According to the book description
of A Special Valor, “If the U.S. Marines gave birth to a legend in the halls of Montezuma
in the nineteenth century, they added glorious luster to it with their heroism and victories against the Japanese in World
War II as this vivid, foxhole view of the Marines’ war clearly demonstrates. The author, a Marine veteran of the Pacific
campaign himself, draws extensively on frontline eyewitness accounts of Marines and combat journalists and backs up their
stories with official U.S. action reports and captured Japanese materials. First published in 1983, the book has earned praise
as a popular, one-volume history of all the battles fought by the Marine Corps in the Pacific campaign. Richard Wheeler describes in fascinating and exciting detail
the heroic defense of Wake Island against an overwhelming enemy assault force. He traces the long bloody battle for Guadalcanal
that brought the Marines their first victory and gave America and its allies control of the strategically important Solomon
Islands. He follows the painful, island-by-island counterattack toward the Japanese homeland when the Marines created new
legends at such places as Bougainville, Saipan, Tarawa, Guam, Iwo Jima, and Okinawa. Also included are the remarkable exploits
of the Marines holding off Japanese assault waves at Heartbreak Ridge and struggling up the slopes of Mount Suribachi to raise
the Stars and Stripes. Some sixty-five photographs enhance the text.”
Publisher’s Weekly said
of Witness to Gettysburg, “The three-day battle of Gettysburg, generally regarded as the turning
point of the Civil War, is described in these pages largely in the words of participants. The confrontation between General
Lee's Army of Northern Virginia and the Union army under General Meade took place in and around the town itself, and its
citizens were much involved (extraordinarily, the only civilian fatality was a woman hit by a stray bullet in her kitchen).

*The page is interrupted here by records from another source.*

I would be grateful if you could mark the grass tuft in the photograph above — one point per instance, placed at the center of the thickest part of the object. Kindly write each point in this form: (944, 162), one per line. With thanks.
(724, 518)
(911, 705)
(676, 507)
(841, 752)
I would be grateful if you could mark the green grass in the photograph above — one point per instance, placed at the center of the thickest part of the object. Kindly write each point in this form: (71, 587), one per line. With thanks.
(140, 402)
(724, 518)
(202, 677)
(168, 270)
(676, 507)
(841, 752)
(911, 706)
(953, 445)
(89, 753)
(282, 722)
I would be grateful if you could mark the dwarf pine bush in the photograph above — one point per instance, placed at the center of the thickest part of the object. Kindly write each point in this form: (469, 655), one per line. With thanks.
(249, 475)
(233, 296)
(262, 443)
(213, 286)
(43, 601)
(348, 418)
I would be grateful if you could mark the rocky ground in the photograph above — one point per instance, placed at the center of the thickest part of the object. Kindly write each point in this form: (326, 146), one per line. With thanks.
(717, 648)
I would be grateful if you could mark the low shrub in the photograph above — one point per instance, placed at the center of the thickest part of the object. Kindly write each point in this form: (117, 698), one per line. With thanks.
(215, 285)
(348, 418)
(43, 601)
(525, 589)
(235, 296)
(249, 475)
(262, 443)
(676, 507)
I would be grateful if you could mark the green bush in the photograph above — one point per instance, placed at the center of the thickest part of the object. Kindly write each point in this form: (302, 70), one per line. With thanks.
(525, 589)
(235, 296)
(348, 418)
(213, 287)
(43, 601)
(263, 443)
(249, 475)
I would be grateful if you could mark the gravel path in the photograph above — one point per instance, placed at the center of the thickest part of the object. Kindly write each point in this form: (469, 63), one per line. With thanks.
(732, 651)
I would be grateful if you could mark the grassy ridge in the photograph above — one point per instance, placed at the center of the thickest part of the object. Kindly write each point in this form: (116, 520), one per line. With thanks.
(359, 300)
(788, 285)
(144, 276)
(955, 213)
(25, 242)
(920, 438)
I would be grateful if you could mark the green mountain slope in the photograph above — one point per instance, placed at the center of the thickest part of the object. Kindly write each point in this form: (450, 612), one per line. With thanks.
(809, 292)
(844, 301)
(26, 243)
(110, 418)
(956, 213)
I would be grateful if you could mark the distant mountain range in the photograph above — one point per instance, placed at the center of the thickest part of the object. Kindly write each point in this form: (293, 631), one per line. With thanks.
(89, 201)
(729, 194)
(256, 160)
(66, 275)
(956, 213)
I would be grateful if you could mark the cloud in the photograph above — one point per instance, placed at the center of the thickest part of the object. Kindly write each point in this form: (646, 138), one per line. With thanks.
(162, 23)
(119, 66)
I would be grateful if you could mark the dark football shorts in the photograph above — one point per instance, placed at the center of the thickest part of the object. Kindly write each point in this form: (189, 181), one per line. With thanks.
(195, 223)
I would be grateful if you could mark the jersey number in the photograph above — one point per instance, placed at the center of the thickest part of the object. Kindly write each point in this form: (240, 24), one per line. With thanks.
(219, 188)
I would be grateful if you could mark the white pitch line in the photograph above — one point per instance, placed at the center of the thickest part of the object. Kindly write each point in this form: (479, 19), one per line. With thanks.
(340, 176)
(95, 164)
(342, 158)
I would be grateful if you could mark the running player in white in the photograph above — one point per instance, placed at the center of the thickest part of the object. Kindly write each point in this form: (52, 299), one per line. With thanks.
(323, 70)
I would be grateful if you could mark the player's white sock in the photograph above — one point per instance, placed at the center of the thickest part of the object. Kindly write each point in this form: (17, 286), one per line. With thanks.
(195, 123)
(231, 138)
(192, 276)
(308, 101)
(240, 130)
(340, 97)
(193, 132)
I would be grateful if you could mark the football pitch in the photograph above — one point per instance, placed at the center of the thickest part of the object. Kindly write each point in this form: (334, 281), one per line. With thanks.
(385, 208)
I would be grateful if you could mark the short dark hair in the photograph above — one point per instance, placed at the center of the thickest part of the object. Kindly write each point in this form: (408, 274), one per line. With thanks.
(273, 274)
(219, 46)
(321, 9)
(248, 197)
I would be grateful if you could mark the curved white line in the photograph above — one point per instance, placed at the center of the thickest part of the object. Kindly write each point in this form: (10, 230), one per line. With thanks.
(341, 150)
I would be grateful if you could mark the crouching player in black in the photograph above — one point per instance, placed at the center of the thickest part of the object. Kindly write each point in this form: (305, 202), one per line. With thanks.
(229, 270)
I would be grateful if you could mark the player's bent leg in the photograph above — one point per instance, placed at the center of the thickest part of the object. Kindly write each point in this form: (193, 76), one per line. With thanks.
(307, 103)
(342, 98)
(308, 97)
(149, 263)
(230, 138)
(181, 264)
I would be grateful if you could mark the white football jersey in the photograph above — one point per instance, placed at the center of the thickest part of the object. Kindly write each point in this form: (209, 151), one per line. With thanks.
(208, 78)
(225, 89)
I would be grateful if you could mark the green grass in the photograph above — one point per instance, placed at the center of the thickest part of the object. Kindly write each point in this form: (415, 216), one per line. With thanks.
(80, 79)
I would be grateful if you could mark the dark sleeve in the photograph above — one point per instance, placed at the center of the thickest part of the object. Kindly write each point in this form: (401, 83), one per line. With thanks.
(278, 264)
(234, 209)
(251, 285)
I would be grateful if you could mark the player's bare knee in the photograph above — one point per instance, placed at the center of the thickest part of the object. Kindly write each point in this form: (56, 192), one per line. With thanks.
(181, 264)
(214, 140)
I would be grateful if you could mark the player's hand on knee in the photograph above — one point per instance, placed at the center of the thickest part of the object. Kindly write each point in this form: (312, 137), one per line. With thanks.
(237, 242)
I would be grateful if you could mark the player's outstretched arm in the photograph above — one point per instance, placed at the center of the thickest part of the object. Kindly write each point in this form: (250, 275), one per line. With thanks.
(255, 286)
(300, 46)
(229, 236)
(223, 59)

Wheeler has collected vivid accounts not only from veterans who wrote about it but from male and female townspeople (and outside
observers), and presents this with the narrative skill displayed in Sword Over Richmond. With a sure grasp of strategic nuances, he explains the overall campaign that began
in the broadest sense when Lee talked Confederate President Davis into authorizing a second invasion of the North. The climactic
battle itself is then described in a you-are-there way that renders this enormously complicated affair understandable to non-Civil
War buffs.”
The Library Journal said of Lee's
Terrible Swift Sword: From Antietam to Chancellorsville: an Eyewitness History, “This latest "eyewitness"
history follows the formula of Witness to Appomattox ( LJ 4/1/89), Sword Over Richmond ( LJ 4/1/86), and the author's
other previous Civil War books. Excerpts from participants' writings carry the story forward, while Wheeler provides connecting
narrative. This volume covers the Confederacy's high tide in the East, from the bloody draw at Sharpsburg through the
striking Southern victories at Fredricksburg, Second Manassas, and Chancellorsville. Unlike earlier books in the series, it
contains enough maps to render the strategic and tactical situations understandable, although the episodic structure inherent
in the organization sometimes obscures the big picture. Nonetheless, an exciting and well-told story with vivid characterizations--especially
of such key leaders as Stonewall Jackson, Robert E. Lee, and George McClellan--that enliven the narrative.”